For example, In the following record I dont understand some of the GT:AD:DP:GQ:PL information
chr1 897723 rs6696911 C T 453.42 PASS AC=1;AF=0.50;AN=2;BaseQRankSum=-0.479;DB;DP=36;Dels=0.00;FS=1.480;HRun=2;HaplotypeScore=0.0000;MQ=41.37;MQ0=0;MQRankSum=-0.578;QD=12.60;ReadPosRankSum=0.842
GT=1/1 I'm pretty sure both allele have T's. Whereas 1/0 would mean hetro for ref and snp?
AD = 19,17 - I cant find and explanation what AD means?
DP = 36 easy to understand
GQ = 87.16 Why are there two values in this field?
PL = 483,0,532 - I'm a bit baffled about this field?

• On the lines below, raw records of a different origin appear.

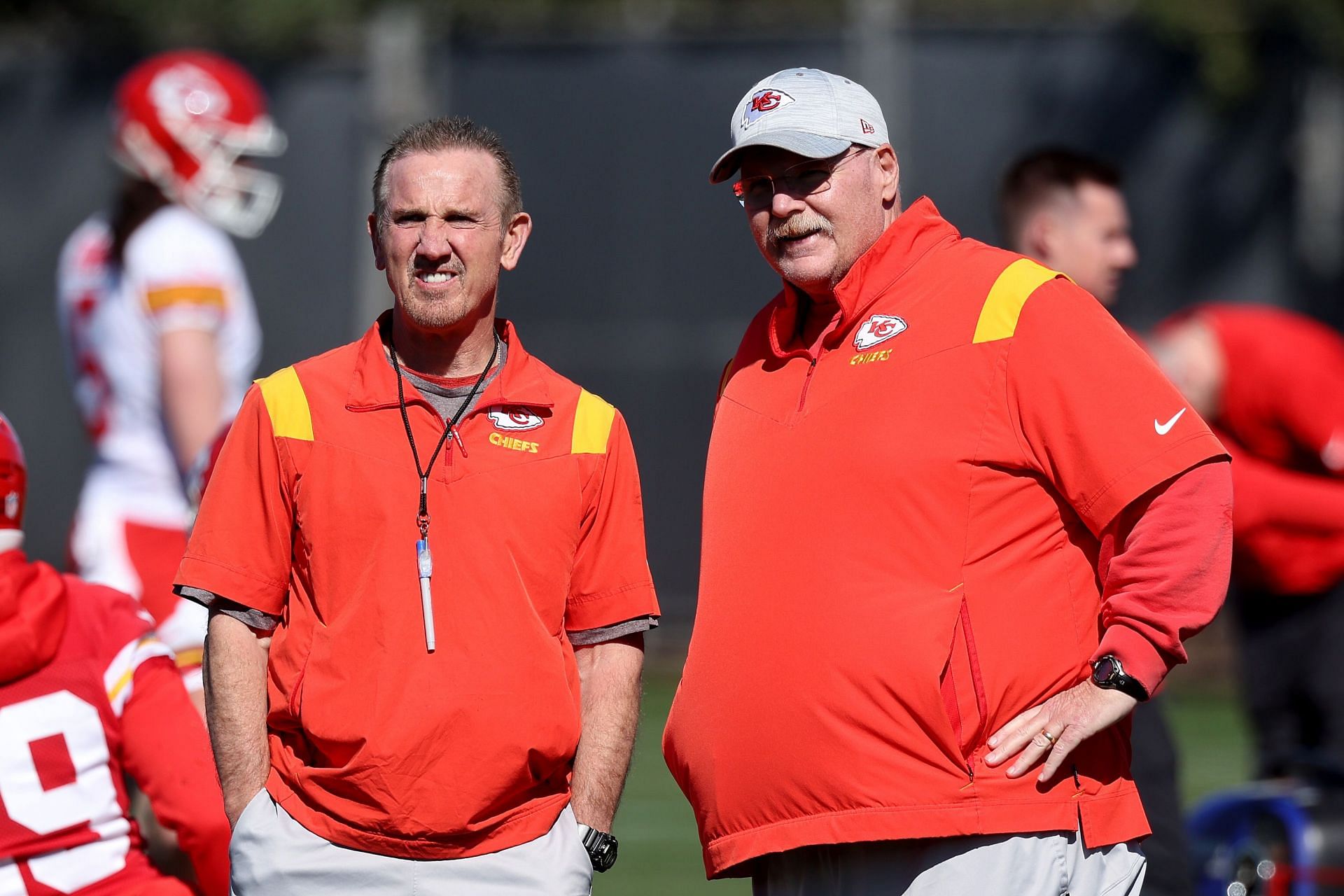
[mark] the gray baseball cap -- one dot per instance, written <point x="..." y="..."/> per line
<point x="804" y="111"/>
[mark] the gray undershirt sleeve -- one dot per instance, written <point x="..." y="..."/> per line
<point x="589" y="637"/>
<point x="218" y="603"/>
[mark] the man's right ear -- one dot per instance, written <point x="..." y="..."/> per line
<point x="379" y="258"/>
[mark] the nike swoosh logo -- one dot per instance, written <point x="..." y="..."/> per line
<point x="1163" y="429"/>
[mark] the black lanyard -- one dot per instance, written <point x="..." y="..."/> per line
<point x="422" y="516"/>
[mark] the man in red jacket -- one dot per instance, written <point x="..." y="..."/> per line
<point x="1272" y="382"/>
<point x="88" y="695"/>
<point x="1066" y="210"/>
<point x="956" y="526"/>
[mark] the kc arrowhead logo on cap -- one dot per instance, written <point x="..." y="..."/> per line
<point x="806" y="112"/>
<point x="764" y="101"/>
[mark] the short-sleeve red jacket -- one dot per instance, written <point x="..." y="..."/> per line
<point x="537" y="528"/>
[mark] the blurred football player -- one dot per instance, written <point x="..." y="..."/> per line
<point x="1065" y="210"/>
<point x="159" y="324"/>
<point x="88" y="695"/>
<point x="1272" y="383"/>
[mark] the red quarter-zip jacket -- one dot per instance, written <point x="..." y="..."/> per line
<point x="899" y="554"/>
<point x="537" y="528"/>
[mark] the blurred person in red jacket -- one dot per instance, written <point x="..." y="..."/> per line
<point x="1272" y="383"/>
<point x="1068" y="210"/>
<point x="89" y="696"/>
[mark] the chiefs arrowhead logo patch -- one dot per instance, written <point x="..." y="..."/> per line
<point x="512" y="418"/>
<point x="878" y="328"/>
<point x="764" y="101"/>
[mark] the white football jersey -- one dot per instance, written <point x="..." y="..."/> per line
<point x="178" y="272"/>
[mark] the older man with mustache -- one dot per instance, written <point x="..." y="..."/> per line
<point x="424" y="558"/>
<point x="956" y="526"/>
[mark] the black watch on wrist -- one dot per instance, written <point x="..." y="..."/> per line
<point x="1109" y="673"/>
<point x="600" y="846"/>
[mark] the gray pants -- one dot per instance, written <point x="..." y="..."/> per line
<point x="997" y="865"/>
<point x="273" y="855"/>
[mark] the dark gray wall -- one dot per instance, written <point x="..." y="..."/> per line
<point x="640" y="276"/>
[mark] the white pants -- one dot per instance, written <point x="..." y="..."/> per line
<point x="993" y="865"/>
<point x="272" y="855"/>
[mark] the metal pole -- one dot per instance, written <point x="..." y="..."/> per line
<point x="398" y="94"/>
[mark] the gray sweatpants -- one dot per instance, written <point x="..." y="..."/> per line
<point x="273" y="855"/>
<point x="997" y="865"/>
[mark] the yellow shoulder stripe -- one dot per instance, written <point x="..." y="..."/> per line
<point x="162" y="298"/>
<point x="1012" y="289"/>
<point x="592" y="425"/>
<point x="286" y="405"/>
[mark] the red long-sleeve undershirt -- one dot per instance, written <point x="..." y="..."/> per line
<point x="1164" y="564"/>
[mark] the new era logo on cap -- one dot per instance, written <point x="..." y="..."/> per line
<point x="764" y="101"/>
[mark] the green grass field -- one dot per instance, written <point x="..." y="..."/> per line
<point x="660" y="852"/>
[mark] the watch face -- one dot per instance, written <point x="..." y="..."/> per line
<point x="1105" y="671"/>
<point x="604" y="855"/>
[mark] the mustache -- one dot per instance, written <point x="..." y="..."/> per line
<point x="797" y="226"/>
<point x="425" y="266"/>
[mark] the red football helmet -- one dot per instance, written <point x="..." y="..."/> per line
<point x="182" y="120"/>
<point x="14" y="477"/>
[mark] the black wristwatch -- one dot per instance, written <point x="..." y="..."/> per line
<point x="1109" y="673"/>
<point x="601" y="848"/>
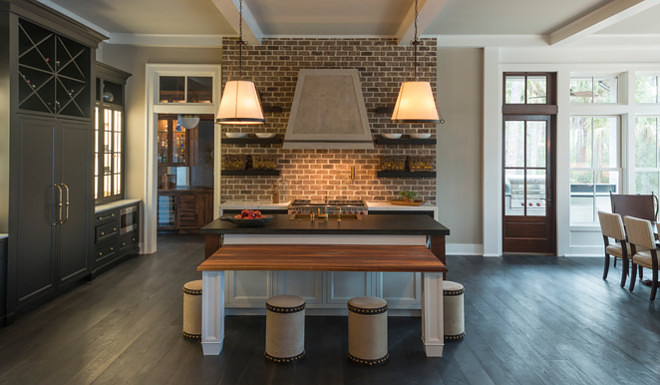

For a biallelic site, the PL has three numbers, The first one is the probability that the site is homozgyous reference, the second is the probability that the sample is heterzygous, the third that it is homozygous for the alternate letter. The higher the number, the less likely it is that your sample is that genotype. So if your PL is 483,0,532 the software is quite sure that your sample is not homozygous reference or homozygous alternate, it's heterozygous. And the GT shows that, by being 0/1. If the first and last numbers had been lower, then the quality of the SNP woud be poorer, and the genotype would be less confident.
from a VCF file generated by GATK's UnifiedGenotyper:
##FORMAT=<ID=AD,Number=.,Type=Integer,Description="Allelic depths for the ref and alt alleles in the order listed">
##FORMAT=<ID=DP,Number=1,Type=Integer,Description="Read Depth (only filtered reads used for calling)">
##FORMAT=<ID=PL,Number=G,Type=Integer,Description="Normalized, Phred-scaled likelihoods for genotypes as defined in the VCF specification">
this is not described on the VCF v4.1 format specs, although they do mention "Additional Genotype fields can be defined in the meta-information. However, software support for such fields is not guaranteed."